Luxury real estate costing less to buy
Athens Plus, 6 February 2009

The economic crisis has not left the luxury residential market untouched, affecting mainly large dwellings in the so-called privileged areas of the Athens conurbation.

"The absorption time for apartments in neighborhoods such as Kolonaki, Psychico and Filothei has increased significantly, as we have cases of units measuring over 250 square meters remaining empty longer than eight months. As a result, owners short of liquidity have been forced to scale down their prices in order to sell their properties. We have seen cases where the difference between the initially quoted price and the final sale price was as high as 20 percent," said one real estate agent.

An average drop of more than 5 percent is also estimated in the rental prices of luxury homes.
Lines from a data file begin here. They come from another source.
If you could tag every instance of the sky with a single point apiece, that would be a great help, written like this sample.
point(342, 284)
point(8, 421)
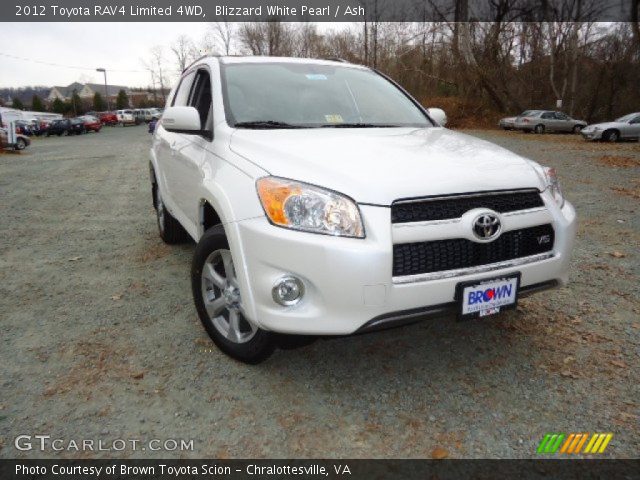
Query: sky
point(118, 47)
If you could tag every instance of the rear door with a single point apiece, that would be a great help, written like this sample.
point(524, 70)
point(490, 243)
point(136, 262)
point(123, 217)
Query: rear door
point(189, 175)
point(168, 144)
point(548, 119)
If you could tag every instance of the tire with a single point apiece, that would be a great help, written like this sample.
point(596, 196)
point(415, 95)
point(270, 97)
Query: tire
point(218, 302)
point(611, 136)
point(20, 144)
point(170, 230)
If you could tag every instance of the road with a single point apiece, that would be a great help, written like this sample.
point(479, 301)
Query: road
point(100, 339)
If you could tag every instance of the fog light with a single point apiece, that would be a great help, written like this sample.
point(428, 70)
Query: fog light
point(288, 291)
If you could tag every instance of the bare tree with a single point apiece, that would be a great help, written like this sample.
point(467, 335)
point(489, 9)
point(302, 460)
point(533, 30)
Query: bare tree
point(154, 65)
point(224, 34)
point(185, 52)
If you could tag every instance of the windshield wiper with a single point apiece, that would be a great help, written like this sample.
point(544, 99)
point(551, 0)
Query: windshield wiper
point(359, 125)
point(266, 124)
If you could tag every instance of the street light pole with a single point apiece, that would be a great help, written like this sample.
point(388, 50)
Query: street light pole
point(106, 93)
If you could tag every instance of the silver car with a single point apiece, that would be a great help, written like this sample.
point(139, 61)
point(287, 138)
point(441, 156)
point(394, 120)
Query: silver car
point(623, 128)
point(508, 123)
point(541, 121)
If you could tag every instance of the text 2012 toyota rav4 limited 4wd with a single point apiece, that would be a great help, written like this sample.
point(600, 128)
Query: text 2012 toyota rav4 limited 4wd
point(326, 201)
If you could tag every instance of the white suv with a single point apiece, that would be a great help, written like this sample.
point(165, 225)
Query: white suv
point(326, 201)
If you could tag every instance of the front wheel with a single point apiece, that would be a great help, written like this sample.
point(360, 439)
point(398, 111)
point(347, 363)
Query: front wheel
point(220, 307)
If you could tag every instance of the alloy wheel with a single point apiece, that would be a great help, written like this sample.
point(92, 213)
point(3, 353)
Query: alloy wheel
point(221, 297)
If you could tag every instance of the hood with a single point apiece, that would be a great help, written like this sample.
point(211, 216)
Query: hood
point(603, 125)
point(380, 165)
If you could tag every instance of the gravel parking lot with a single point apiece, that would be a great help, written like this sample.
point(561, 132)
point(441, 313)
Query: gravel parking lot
point(100, 339)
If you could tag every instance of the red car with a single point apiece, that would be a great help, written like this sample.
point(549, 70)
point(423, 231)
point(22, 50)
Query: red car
point(108, 118)
point(91, 124)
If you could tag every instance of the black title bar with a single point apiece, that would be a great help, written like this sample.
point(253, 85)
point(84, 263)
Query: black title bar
point(318, 469)
point(318, 10)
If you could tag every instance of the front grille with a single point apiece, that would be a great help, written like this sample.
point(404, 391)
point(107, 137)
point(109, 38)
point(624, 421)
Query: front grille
point(455, 253)
point(455, 207)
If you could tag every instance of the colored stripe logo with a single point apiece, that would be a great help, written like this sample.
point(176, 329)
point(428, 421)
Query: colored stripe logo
point(573, 443)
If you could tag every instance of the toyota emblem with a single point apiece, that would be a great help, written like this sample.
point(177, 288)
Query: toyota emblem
point(487, 226)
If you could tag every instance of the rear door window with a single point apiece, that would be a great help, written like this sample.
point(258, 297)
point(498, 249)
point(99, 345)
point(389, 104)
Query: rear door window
point(200, 98)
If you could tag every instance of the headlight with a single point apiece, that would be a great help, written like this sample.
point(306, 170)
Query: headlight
point(553, 185)
point(300, 206)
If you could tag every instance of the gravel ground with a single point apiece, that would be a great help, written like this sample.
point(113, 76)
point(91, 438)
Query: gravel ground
point(100, 339)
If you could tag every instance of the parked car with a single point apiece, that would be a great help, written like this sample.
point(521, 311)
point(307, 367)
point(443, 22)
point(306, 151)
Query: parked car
point(24, 128)
point(91, 123)
point(108, 118)
point(508, 123)
point(623, 128)
point(77, 126)
point(127, 117)
point(326, 201)
point(541, 121)
point(59, 127)
point(21, 141)
point(148, 114)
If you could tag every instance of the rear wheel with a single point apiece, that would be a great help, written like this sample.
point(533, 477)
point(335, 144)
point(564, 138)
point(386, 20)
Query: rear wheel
point(220, 307)
point(611, 136)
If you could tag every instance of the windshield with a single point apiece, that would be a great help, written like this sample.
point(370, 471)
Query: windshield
point(627, 117)
point(281, 95)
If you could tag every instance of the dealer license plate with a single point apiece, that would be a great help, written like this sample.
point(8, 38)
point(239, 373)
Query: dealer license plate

"The number of customers interested in such homes has decreased significantly. For instance, executives of multinational companies, who were an important source of demand in past years, have either fallen in number or their employers, as part of cost cutbacks, have set ceilings on expenses," observed another realty agent specializing in luxury housing. "The crisis has hit everywhere; even leading luxtury goods retailers are recording a significant drop in sales and profitability. Of course the luxury housing market could not be the exception. It is an international phenomenon that will not disappear in the near future," he added.
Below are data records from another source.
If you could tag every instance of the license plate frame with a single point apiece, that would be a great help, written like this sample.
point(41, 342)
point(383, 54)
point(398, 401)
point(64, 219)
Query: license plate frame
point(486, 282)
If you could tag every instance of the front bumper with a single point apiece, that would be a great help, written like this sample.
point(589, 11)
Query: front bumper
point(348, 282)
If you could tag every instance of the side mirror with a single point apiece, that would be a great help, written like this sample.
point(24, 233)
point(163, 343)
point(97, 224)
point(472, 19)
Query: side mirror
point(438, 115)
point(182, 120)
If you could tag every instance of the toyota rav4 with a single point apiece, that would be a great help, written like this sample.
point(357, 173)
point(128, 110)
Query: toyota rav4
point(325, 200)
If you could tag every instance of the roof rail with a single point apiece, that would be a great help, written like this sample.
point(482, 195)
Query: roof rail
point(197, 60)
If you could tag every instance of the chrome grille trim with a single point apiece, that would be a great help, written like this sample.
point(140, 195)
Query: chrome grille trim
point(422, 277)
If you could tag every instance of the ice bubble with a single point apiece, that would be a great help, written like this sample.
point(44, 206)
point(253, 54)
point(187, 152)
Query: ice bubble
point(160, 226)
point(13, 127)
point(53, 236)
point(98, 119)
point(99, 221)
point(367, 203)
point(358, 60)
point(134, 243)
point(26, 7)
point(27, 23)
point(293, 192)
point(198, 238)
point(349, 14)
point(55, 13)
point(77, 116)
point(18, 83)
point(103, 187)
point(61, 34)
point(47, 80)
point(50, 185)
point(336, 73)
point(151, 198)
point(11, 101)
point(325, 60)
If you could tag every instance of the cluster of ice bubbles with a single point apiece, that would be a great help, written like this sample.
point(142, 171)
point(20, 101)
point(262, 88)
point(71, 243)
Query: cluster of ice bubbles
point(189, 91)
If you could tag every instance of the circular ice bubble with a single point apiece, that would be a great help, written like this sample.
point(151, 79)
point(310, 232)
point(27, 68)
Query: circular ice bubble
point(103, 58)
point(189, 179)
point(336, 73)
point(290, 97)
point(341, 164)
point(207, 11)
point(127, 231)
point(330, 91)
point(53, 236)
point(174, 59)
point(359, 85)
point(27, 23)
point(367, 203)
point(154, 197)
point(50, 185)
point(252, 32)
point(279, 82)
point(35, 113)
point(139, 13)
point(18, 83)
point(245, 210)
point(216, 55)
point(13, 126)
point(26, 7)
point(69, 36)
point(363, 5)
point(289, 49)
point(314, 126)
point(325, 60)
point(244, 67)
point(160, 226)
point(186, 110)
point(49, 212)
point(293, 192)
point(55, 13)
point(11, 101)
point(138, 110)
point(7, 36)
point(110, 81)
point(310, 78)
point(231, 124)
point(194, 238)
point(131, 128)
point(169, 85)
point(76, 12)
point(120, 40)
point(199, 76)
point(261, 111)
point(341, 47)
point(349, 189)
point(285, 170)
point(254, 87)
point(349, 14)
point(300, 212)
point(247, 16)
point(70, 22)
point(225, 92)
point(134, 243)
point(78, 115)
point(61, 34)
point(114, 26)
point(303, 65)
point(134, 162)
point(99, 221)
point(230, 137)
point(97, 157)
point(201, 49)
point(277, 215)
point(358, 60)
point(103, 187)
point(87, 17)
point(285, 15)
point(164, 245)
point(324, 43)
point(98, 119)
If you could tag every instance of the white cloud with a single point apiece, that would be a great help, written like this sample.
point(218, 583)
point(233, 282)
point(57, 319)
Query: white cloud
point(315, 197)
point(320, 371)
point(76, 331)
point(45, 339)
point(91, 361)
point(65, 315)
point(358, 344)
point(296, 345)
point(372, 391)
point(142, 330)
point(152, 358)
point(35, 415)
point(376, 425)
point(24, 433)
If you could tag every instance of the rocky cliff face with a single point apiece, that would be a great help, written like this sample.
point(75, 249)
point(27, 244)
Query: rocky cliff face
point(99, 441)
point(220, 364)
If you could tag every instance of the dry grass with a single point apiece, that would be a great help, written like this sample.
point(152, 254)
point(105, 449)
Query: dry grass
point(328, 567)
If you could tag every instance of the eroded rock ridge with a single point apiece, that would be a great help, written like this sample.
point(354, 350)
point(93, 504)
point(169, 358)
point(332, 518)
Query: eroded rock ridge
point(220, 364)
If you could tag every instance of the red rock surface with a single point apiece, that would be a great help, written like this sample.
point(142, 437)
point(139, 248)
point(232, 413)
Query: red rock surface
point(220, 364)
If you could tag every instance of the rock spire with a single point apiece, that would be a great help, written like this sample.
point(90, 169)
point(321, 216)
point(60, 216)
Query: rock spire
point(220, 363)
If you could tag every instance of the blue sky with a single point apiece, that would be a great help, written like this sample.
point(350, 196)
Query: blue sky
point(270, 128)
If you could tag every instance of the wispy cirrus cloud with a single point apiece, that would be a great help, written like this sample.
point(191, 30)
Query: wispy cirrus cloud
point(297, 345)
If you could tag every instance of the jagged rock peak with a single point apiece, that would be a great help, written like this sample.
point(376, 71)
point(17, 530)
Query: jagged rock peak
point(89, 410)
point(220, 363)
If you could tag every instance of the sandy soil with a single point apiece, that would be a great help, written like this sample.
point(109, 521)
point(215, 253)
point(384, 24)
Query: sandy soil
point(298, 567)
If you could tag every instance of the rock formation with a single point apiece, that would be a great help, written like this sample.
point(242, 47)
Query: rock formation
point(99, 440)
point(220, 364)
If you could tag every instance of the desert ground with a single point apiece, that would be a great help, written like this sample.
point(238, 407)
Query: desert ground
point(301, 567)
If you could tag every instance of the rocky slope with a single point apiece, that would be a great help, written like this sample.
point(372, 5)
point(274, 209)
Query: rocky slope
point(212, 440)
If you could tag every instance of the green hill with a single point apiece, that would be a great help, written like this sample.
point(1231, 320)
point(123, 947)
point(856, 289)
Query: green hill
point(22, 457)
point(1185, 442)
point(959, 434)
Analysts are attributing the slide in prices and demand to the fact that prospective buyers who have the money to buy are adopting a wait-and-see attitude, expecting even lower prices. At the same time, buyers who maintained demand in the previous year by offering record prices have virtually disappeared.
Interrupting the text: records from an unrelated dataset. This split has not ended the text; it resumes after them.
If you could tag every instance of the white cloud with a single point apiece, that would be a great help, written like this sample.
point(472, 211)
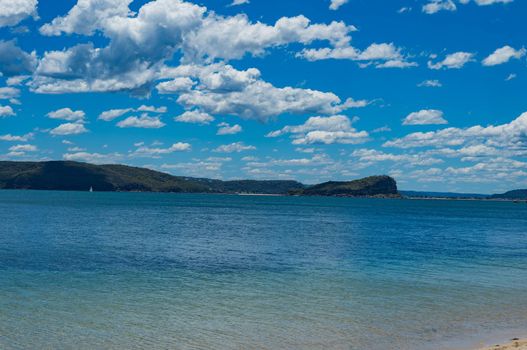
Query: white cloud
point(154, 152)
point(23, 148)
point(69, 129)
point(425, 117)
point(144, 121)
point(227, 129)
point(96, 158)
point(14, 61)
point(6, 111)
point(239, 2)
point(17, 138)
point(113, 114)
point(335, 4)
point(486, 2)
point(13, 12)
point(386, 55)
point(140, 44)
point(503, 55)
point(67, 114)
point(430, 83)
point(234, 147)
point(326, 130)
point(234, 37)
point(195, 117)
point(17, 80)
point(175, 86)
point(453, 61)
point(507, 137)
point(435, 6)
point(86, 16)
point(384, 128)
point(225, 90)
point(152, 109)
point(372, 155)
point(7, 93)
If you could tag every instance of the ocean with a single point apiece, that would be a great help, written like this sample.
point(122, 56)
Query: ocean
point(83, 270)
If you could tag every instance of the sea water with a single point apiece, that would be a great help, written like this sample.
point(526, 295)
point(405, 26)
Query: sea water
point(191, 271)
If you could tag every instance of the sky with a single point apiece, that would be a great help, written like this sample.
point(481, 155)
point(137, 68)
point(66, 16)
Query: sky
point(431, 92)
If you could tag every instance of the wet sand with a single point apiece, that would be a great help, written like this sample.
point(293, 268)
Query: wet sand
point(514, 344)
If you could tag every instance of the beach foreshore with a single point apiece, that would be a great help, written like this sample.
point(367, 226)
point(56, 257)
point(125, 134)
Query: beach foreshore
point(513, 344)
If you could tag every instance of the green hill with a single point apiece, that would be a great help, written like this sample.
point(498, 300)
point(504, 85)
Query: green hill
point(381, 186)
point(514, 194)
point(76, 176)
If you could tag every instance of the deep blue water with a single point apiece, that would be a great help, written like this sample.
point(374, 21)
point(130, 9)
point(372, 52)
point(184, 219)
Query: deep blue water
point(181, 271)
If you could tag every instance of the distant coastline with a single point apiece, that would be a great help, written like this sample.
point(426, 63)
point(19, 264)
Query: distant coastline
point(77, 176)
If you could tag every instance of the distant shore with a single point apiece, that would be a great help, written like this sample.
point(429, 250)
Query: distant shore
point(514, 344)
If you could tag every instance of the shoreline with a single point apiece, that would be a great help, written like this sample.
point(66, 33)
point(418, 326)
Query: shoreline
point(517, 201)
point(513, 344)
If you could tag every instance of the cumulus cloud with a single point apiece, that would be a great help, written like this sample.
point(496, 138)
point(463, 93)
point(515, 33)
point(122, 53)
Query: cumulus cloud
point(156, 152)
point(175, 86)
point(23, 148)
point(486, 2)
point(69, 129)
point(234, 147)
point(234, 37)
point(372, 155)
point(227, 129)
point(96, 158)
point(152, 109)
point(435, 6)
point(453, 61)
point(7, 93)
point(425, 117)
point(112, 114)
point(225, 90)
point(144, 121)
point(194, 117)
point(508, 136)
point(239, 2)
point(430, 83)
point(17, 138)
point(14, 61)
point(87, 16)
point(67, 114)
point(325, 130)
point(503, 55)
point(335, 4)
point(13, 12)
point(386, 55)
point(6, 111)
point(140, 44)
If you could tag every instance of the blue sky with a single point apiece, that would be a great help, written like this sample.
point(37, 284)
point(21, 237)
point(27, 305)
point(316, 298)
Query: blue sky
point(430, 92)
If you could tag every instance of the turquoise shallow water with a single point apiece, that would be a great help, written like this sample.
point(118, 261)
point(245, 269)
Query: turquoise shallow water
point(178, 271)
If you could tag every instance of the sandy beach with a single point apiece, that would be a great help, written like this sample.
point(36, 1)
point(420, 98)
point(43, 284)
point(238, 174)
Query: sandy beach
point(516, 344)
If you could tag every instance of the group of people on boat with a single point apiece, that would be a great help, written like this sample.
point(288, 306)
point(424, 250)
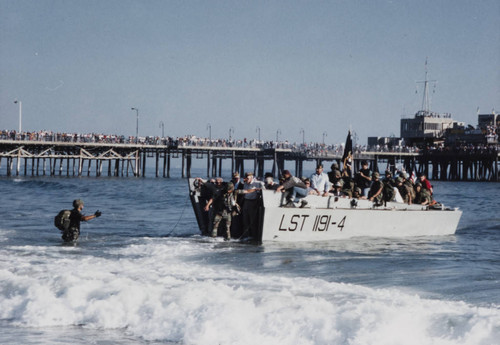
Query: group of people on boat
point(236, 203)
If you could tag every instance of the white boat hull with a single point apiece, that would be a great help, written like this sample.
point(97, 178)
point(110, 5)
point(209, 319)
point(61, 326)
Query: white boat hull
point(330, 218)
point(333, 218)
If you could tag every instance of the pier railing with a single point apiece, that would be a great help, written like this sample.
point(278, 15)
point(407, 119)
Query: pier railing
point(87, 157)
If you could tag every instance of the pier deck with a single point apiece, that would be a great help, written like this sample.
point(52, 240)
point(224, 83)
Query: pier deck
point(80, 158)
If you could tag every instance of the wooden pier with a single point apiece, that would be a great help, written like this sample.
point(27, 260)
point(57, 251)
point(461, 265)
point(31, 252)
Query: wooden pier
point(40, 158)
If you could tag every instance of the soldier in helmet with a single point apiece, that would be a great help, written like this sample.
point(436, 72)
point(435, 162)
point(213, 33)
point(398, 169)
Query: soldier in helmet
point(423, 195)
point(375, 193)
point(225, 207)
point(76, 216)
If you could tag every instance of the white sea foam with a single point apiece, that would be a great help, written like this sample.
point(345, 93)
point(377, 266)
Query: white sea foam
point(164, 290)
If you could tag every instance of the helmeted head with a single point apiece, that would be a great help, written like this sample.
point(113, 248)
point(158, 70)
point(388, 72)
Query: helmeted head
point(77, 203)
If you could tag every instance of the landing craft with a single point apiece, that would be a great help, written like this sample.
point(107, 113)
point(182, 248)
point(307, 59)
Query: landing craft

Meanwhile, statistical data based on a sample of 70,000 new residential homes across Greece show that sale prices remained at 2007 levels last year.

Now discounts of 5-10 percent on initially quoted prices are generally considered quite possible after some hard bargaining. The drop in sales last month is estimated at 20 percent, year-on-year, in line with estimates of the decline in mortgage lending.

Developers on the whole are now focusing on small apartments with an area of 70 to 80 sq.m. Construction of dwellings measuring over 170 sq.m. has dropped sharply.